Geboren 1956 in Aarau
Ausbildung an der Kunstgewerbeschule Basel
Lebt und arbeitet
als freischaffender Bildermacher in Basel

www.saxerbildart.ch


 

Bild oder Abbild?
Wer heute Bilder macht, läuft Gefahr, in einer visuellen Flut unterzugehen, es sei denn, es gelänge ihm, in den Bildern eine Dimension zu berühren, die die Oberfläche der schnellen Wirkung durchstösst. Wenn hinter dem, was auf den ersten Blick zu sehen ist, sich eine Welt öffnet, die sich einfacher Erklärung und vollständiger Kontrolle entzieht, kann bisweilen ein Zustand eintreten, der bemaltem Stoff einen Hauch von Magie zuträgt.
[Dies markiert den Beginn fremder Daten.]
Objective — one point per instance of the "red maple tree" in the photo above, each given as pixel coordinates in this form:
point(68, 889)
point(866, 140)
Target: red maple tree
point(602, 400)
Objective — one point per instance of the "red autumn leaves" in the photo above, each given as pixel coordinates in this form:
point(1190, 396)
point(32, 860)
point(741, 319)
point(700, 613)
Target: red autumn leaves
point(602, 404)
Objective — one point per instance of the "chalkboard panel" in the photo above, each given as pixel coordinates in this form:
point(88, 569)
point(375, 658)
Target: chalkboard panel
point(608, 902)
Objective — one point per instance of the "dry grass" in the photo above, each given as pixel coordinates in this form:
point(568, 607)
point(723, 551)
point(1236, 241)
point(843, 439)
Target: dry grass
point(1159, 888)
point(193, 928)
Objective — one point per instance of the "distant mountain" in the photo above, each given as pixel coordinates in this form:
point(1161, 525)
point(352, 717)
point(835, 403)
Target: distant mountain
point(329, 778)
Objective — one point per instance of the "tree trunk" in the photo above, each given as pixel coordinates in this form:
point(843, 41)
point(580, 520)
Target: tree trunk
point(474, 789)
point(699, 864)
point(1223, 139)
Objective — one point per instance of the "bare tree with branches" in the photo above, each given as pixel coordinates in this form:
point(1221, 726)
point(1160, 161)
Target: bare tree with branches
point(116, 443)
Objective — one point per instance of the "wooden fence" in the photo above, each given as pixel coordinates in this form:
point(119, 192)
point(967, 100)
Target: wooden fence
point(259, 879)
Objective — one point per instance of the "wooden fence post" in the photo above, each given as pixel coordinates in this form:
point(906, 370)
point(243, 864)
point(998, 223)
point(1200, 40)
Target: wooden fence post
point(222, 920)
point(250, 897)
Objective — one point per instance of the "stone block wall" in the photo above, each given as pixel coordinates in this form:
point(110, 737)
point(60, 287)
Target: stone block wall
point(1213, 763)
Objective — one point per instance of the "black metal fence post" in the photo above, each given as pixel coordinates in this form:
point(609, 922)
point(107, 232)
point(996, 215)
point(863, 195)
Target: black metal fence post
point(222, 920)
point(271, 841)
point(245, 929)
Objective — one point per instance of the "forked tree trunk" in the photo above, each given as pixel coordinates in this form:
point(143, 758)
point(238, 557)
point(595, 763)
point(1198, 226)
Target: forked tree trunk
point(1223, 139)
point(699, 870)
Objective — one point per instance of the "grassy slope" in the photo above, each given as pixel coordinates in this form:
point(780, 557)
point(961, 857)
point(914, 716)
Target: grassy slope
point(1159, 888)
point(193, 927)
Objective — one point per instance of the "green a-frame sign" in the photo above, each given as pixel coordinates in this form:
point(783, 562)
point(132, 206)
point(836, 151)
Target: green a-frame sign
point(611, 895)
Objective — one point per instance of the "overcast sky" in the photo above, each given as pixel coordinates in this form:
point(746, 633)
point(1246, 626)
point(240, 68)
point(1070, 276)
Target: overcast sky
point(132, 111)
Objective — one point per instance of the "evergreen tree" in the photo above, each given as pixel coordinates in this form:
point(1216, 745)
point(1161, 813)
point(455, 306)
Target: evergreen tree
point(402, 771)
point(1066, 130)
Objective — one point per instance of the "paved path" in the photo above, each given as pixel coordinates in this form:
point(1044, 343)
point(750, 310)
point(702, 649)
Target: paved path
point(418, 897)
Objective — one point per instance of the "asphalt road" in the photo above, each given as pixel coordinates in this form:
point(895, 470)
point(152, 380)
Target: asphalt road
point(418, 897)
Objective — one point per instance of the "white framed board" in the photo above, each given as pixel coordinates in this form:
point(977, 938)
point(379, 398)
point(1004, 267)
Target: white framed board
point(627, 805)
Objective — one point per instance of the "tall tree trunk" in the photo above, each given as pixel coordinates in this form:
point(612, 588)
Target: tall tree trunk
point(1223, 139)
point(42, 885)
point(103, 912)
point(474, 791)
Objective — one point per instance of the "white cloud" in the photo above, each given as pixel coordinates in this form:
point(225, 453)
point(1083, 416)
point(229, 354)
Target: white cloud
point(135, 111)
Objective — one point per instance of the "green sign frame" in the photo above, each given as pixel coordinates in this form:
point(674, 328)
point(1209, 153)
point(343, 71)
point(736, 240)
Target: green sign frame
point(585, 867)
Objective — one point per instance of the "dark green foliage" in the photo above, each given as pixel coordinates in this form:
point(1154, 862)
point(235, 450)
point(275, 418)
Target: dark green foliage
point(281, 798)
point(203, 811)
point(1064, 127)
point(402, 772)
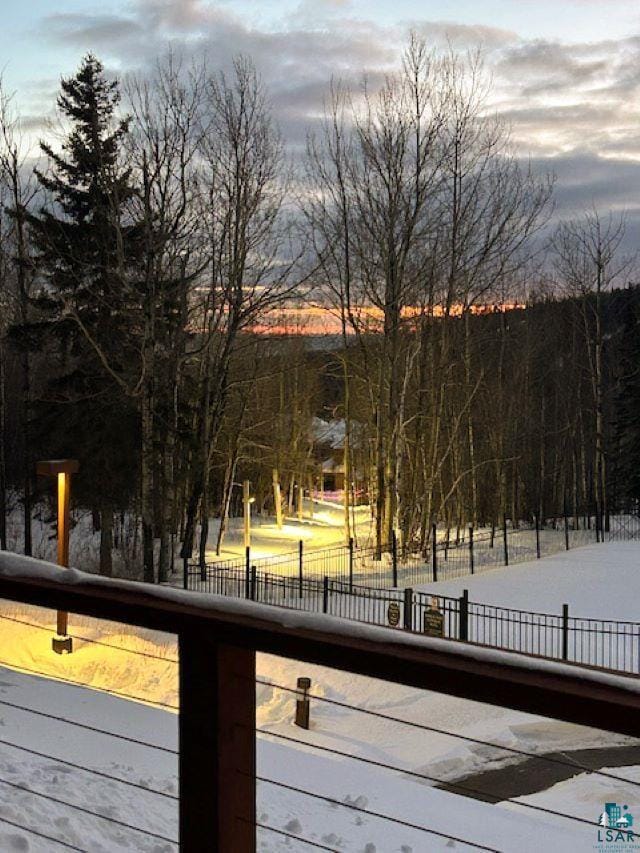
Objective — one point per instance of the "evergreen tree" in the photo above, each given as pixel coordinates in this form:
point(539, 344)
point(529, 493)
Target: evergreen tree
point(628, 406)
point(85, 249)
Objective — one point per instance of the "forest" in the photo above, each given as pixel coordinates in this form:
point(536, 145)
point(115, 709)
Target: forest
point(484, 360)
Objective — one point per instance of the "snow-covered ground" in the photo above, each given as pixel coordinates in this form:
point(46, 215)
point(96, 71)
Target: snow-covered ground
point(149, 804)
point(600, 580)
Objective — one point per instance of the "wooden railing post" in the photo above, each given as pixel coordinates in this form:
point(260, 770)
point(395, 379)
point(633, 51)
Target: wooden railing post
point(217, 762)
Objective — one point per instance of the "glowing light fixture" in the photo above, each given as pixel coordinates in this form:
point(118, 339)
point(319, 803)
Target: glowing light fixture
point(62, 469)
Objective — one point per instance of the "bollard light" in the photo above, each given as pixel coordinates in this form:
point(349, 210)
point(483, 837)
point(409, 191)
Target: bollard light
point(62, 469)
point(302, 703)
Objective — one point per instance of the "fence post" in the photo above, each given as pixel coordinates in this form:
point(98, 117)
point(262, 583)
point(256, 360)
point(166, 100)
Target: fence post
point(394, 556)
point(565, 632)
point(463, 616)
point(350, 563)
point(217, 754)
point(247, 572)
point(505, 540)
point(300, 564)
point(408, 609)
point(434, 555)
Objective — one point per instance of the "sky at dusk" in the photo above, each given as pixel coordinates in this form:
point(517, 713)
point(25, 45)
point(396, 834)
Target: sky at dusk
point(566, 73)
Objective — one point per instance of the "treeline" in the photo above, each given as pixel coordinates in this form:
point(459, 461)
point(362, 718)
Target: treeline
point(168, 221)
point(502, 415)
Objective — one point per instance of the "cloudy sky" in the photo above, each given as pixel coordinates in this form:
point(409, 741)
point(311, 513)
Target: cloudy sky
point(566, 72)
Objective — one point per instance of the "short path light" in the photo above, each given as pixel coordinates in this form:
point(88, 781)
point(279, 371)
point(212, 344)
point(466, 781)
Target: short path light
point(62, 469)
point(302, 703)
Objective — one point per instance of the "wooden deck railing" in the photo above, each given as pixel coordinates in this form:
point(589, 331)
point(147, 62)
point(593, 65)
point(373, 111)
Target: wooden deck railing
point(218, 639)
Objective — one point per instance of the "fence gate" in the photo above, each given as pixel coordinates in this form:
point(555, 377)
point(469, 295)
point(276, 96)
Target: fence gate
point(623, 528)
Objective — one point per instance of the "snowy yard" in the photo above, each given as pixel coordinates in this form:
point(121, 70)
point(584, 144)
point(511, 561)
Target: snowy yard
point(598, 580)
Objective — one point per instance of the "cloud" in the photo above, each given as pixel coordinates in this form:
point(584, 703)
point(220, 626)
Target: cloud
point(574, 108)
point(462, 36)
point(81, 29)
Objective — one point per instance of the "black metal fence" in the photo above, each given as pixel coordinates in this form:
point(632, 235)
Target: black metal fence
point(456, 554)
point(603, 643)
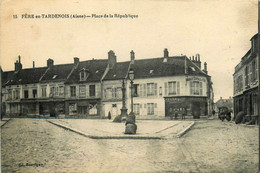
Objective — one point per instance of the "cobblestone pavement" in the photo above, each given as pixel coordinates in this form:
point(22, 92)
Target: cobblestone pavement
point(34, 145)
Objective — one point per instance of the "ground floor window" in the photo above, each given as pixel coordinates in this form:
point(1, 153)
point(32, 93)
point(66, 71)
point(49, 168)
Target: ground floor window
point(150, 108)
point(136, 109)
point(92, 108)
point(72, 108)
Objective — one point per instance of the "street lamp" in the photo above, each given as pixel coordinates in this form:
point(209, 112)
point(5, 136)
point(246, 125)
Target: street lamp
point(131, 77)
point(131, 127)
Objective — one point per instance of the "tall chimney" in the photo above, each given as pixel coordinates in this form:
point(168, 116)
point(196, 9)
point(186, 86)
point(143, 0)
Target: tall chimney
point(166, 53)
point(111, 59)
point(17, 64)
point(50, 62)
point(76, 60)
point(205, 68)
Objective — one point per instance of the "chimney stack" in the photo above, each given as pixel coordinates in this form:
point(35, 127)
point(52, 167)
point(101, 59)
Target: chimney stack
point(166, 55)
point(132, 55)
point(50, 62)
point(17, 65)
point(111, 59)
point(76, 60)
point(205, 68)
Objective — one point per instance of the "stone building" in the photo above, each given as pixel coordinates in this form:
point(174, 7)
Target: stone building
point(162, 87)
point(246, 82)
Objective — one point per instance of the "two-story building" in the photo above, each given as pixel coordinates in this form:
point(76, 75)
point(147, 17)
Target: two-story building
point(246, 81)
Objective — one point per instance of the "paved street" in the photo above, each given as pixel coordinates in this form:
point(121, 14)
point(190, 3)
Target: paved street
point(34, 145)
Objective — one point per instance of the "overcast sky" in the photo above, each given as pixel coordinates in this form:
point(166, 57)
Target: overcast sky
point(219, 30)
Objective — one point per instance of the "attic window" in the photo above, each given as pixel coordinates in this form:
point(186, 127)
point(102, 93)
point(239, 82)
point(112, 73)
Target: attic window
point(54, 76)
point(192, 68)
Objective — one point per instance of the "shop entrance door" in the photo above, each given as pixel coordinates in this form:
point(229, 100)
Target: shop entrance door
point(196, 110)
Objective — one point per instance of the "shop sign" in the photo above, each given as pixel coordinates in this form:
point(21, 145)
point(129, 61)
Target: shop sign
point(195, 78)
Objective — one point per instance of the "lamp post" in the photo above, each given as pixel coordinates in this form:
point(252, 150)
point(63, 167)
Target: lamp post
point(124, 109)
point(131, 127)
point(131, 77)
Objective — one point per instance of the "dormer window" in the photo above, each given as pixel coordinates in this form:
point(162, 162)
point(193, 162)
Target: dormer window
point(84, 73)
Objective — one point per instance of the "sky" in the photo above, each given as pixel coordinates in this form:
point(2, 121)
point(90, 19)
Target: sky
point(219, 30)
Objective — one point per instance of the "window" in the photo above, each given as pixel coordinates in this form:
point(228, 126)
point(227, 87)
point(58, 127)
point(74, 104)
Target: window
point(174, 88)
point(151, 89)
point(136, 108)
point(26, 94)
point(61, 90)
point(34, 93)
point(44, 91)
point(73, 91)
point(72, 108)
point(92, 91)
point(82, 91)
point(196, 88)
point(150, 108)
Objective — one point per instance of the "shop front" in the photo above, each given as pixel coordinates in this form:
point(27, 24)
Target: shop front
point(189, 106)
Für diesen Vorgang bin ich als Maler nicht alleine verantwortlich, stets bedarf es dazu auch eines offenen Betrachters. us 2001

Gespräch mit Martin Meyer im Atelier von Urban Saxer vom 21. September 2006, einen Monat vor der Ausstellung: „Malerei der stillen Unruhe“

Viele Künstler äussern sich nicht schriftlich über ihr Werk. Nicht so Urban Saxer: es gibt erfreulicherweise einige Texte von Ihnen über Ihre Arbeit. Ärgerlich für mich ist allerdings, dass ich nicht alles verstehe...

Ich verstehe auch nicht alles ...

Also zum Beispiel im Text „Die Zeit der weiten Flächen“ steht: „Die greifbare Anwesenheit von Gegenständen [in den Bildern] wird durch die Ungreifbarkeit der sie umgebenden Flächen in eine Schwebe gebracht, die keine Sichtweise festlegt, sondern Zeit für deren Gewinnung freisetzen will“. Der zweite Teil ist mir unklar.
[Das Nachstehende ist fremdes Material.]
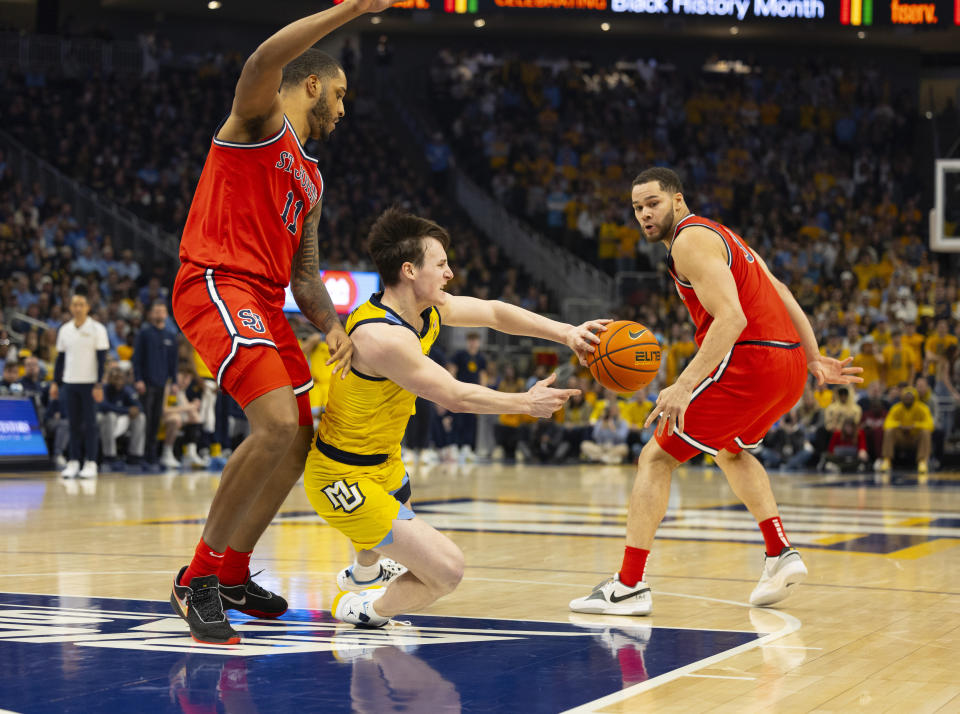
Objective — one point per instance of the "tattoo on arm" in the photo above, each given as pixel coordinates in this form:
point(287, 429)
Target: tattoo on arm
point(308, 289)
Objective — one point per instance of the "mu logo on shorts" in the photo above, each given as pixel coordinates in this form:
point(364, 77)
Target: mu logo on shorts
point(345, 496)
point(248, 318)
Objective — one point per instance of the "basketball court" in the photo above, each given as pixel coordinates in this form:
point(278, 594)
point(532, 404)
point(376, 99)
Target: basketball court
point(85, 625)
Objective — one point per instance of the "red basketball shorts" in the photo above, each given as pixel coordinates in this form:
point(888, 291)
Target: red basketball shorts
point(734, 408)
point(238, 328)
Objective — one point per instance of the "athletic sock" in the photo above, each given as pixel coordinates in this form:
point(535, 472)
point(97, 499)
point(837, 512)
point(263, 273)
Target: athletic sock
point(774, 536)
point(634, 565)
point(206, 561)
point(365, 573)
point(235, 567)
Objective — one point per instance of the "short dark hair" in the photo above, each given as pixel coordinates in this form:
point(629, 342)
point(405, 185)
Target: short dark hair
point(667, 178)
point(397, 238)
point(313, 61)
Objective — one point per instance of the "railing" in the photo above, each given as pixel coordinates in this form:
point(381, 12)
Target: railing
point(146, 240)
point(71, 56)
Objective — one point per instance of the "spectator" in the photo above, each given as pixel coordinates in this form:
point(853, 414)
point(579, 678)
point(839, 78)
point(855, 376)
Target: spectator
point(900, 362)
point(120, 414)
point(874, 412)
point(468, 365)
point(947, 396)
point(10, 384)
point(189, 400)
point(155, 370)
point(56, 428)
point(868, 360)
point(31, 381)
point(848, 448)
point(909, 425)
point(786, 446)
point(936, 346)
point(840, 409)
point(82, 345)
point(608, 443)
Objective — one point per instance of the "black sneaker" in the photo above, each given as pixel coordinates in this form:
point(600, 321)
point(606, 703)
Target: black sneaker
point(199, 604)
point(251, 599)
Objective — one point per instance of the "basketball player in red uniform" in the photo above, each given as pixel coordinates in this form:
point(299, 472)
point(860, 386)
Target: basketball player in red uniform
point(251, 230)
point(755, 348)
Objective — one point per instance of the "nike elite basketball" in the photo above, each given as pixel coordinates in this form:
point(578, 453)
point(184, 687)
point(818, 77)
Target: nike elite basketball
point(627, 358)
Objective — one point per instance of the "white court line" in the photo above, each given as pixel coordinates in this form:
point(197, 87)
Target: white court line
point(718, 676)
point(791, 624)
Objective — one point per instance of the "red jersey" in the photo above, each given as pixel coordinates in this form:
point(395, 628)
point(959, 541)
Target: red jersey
point(249, 207)
point(767, 318)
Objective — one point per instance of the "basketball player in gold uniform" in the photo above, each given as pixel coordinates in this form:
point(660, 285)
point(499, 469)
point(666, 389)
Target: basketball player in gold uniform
point(354, 475)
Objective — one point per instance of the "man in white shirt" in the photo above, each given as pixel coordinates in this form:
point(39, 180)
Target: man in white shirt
point(82, 346)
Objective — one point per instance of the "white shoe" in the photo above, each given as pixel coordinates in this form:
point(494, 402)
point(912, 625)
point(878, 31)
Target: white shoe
point(357, 608)
point(169, 461)
point(89, 470)
point(390, 570)
point(611, 597)
point(71, 469)
point(779, 573)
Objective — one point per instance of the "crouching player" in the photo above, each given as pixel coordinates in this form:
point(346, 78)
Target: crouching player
point(354, 476)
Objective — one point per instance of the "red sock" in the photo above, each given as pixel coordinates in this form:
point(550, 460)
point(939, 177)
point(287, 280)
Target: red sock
point(206, 561)
point(234, 567)
point(634, 563)
point(774, 535)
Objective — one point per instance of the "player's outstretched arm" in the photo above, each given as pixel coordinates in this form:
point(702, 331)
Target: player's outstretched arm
point(256, 94)
point(825, 369)
point(312, 297)
point(462, 311)
point(394, 353)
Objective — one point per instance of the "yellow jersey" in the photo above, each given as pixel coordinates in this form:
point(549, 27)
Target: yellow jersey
point(366, 416)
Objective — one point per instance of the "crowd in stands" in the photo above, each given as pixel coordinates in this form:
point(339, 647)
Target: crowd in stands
point(853, 254)
point(138, 150)
point(814, 161)
point(140, 143)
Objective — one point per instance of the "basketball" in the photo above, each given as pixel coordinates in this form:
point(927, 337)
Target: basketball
point(627, 358)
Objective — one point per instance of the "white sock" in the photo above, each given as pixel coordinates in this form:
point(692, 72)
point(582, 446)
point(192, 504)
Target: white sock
point(365, 573)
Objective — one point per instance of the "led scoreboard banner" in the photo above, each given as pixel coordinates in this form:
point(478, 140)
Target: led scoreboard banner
point(941, 14)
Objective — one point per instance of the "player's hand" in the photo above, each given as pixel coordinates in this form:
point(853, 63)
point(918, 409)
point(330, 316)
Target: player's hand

Das soll heissen, dass die Gegenstände nicht in ihrem erwarteten Umfeld auftauchen. Eine Frucht liegt nicht in einer Schale, sie liegt in einem undefinierten Raum. Sie könnte 2 Meter Höhe haben sein, oder auch nur 2 cm. Es gibt keinen eindeutigen Zusammenhang zwischen Gegenstand und Umgebung, wie beispielsweise bei einem holländischen Stillleben. Bei einer naturalistischen Darstellung liesse sich der umgebende Raum (Tisch, Wände etc.) messbar erfassen. Dies will ich vermeiden, indem ich keine messbaren Grössen liefere. Dadurch ist der Betrachter gezwungen, seine eigene Vorstellung und Definition einzubringen.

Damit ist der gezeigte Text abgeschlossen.